I have a huge dataset of images with resolution 1280*1918 in .jpg format. One image on disk weights < 100 kB but when I load it with skimage.io
it takes more than 7 MB. So I decided to try and store it in sparse format. But this gives very unexpected results.
So I have the following code:
from skimage.io import imread
from scipy import sparse
suffixes = ['B', 'KB', 'MB', 'GB', 'TB', 'PB']
def humansize(nbytes):
i = 0
while nbytes >= 1024 and i < len(suffixes)-1:
nbytes /= 1024.
i += 1
f = ('%.2f' % nbytes).rstrip('0').rstrip('.')

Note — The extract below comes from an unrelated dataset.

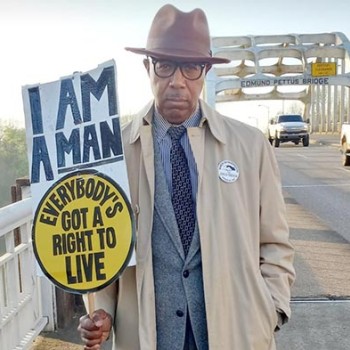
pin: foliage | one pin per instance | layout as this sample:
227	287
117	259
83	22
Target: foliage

return '%s %s' % (f, suffixes[i])
first_image = imread("imgname.jpg")
humansize(sys.getsizeof(first_image))
>>> 7.02 MB
Then I got the first sparse algorithm and tried to convert it to sparse (because it's a tensor I took only one channel):
sps = sparse.bsr_matrix(first_image[:,:,0])
humansize(sys.getsizeof(sys))
>>> 80 B
I do understand that it's just a third part of an image but 80*3 is far less then I expected. Can this size be real? Are there any other methods to store images and be more effective in terms of memory? My goal is to store the closest to 5000 in 8GB of RAM.